Providers will remain unassured though. The sample size of just 2,400 records doesn’t seem particularly robust to test the myriad job roles reported in the UK’s largest social survey and neither do the strong agreement statistics look good enough when so much rests on accuracy here.
While no one can question the ONS team’s knowledge of the coding framework and application, like HESA and Oblong they’re likely to be hampered by limited knowledge of graduate career pathways and the system itself.
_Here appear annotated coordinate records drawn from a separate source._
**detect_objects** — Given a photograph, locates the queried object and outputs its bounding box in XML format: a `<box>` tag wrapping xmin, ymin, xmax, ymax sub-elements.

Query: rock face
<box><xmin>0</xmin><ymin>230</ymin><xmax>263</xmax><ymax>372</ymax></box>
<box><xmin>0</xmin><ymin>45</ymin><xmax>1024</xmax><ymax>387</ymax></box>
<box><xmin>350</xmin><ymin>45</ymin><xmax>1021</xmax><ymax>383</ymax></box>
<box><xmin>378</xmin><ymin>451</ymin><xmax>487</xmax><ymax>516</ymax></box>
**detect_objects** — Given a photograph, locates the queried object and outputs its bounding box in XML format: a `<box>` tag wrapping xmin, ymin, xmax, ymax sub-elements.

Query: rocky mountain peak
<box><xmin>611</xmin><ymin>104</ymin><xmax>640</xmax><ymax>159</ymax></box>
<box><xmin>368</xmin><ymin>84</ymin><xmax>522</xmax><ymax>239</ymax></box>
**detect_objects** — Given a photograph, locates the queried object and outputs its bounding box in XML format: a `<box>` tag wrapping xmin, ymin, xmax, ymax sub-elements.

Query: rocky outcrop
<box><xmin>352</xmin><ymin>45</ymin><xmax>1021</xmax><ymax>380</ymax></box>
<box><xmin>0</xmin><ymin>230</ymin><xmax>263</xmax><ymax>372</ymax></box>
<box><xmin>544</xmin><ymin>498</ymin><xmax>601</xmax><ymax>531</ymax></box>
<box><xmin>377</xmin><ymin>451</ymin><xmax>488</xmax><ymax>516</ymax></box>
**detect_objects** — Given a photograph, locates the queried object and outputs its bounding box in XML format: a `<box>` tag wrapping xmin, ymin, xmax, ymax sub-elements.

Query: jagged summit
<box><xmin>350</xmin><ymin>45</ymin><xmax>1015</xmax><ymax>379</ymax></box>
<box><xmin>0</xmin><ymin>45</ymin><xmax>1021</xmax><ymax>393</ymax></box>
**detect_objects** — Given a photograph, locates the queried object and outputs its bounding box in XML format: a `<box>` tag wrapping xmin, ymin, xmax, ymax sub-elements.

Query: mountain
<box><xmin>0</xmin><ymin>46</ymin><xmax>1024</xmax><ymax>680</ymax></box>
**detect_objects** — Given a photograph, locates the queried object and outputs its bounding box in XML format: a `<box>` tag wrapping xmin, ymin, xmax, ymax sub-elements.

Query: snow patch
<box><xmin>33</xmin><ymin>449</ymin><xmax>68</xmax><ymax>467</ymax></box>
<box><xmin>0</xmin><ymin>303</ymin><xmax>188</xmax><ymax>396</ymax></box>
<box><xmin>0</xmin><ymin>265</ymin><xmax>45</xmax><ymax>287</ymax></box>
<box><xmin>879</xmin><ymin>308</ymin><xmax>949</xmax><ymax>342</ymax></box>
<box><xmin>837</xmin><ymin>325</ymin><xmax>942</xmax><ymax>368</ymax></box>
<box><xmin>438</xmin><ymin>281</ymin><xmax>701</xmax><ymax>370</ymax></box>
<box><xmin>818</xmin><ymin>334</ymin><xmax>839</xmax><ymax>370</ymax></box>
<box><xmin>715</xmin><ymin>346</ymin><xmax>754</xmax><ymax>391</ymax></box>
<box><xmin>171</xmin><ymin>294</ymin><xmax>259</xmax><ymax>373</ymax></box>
ONS’ rules for coding job titles give useful direction for processing vast volumes of data in a seemingly objective manner but, followed doggedly, can get in the way of good decision-making when things get complicated.
Consider the role of word order highlighted in HESA’s first report – generally prefixes but not subsequent words to a job title keyword are ignored. So what significant evidence and experience may suggest is an entry-level graduate role will likely be coded within the non-graduate SOC groups, not just because it has the word “assistant” in the title but because it’s in the wrong place.
We see some much welcome flexibility from HESA in refining the process following provider feedback so that, for example, “Teaching Assistant” can be coded as a professional-level occupation where more advanced activities are reported in job duties. But progress has been painfully limited and without admitting both nuanced understanding of roles and room to apply this more widely to coding or error checking, the process will inevitably churn out spurious results.
Let’s not forget how important this is. Destinations coded as “graduate-level” are judged as positive outcomes for students and, crucially in the context of this discussion, for providers too. These help a subject area stay on the right side of OfS quality baselines as well as generate statistics and league table rankings that support recruitment – plus there’s the ever-present prospect of them being linked to higher funding allocations and fee levels.
Non-graduate roles don’t and if vice chancellors or the OfS start asking awkward questions around performance, it’s scant consolation to know that erroneous employment outcomes in the data haven’t been widely reported or are correct according to flawed assessment.
Graduate Outcomes understandably sought objectivity by distancing providers from data coding but the current centralised process creates tensions, not harmony, between objective and accurate data in some areas. I’d like to press the case for easing them by taking advantage of providers’ ability to make highly informed judgements about destinations and involve them more, not less, in review and QA activities.
There are obvious steps for HESA to consider here: such as enlisting provider representatives to review anonymous samples of claimed errors, and repeating the ONS comparison exercise with a bigger sample and provider participation. These moves could help bring additional resources to explore the non-systemic errors and evidence of increased collaboration may encourage more feedback to capture systemic issues, something which the sharp decline in provider engagement (down from 90 to 55 this year) indicates is much needed.
Views about coding will inevitably differ but let’s bring these into an honest debate about where, why and how to move forward in adjusting data, Oblong’s processes, and interpretation of ONS guidance. This isn’t about finding fault with any party but collaborating to ensure that results are as accurate as possible. SOC coding generates some thorny problems but they’re too important not to try hard to grasp.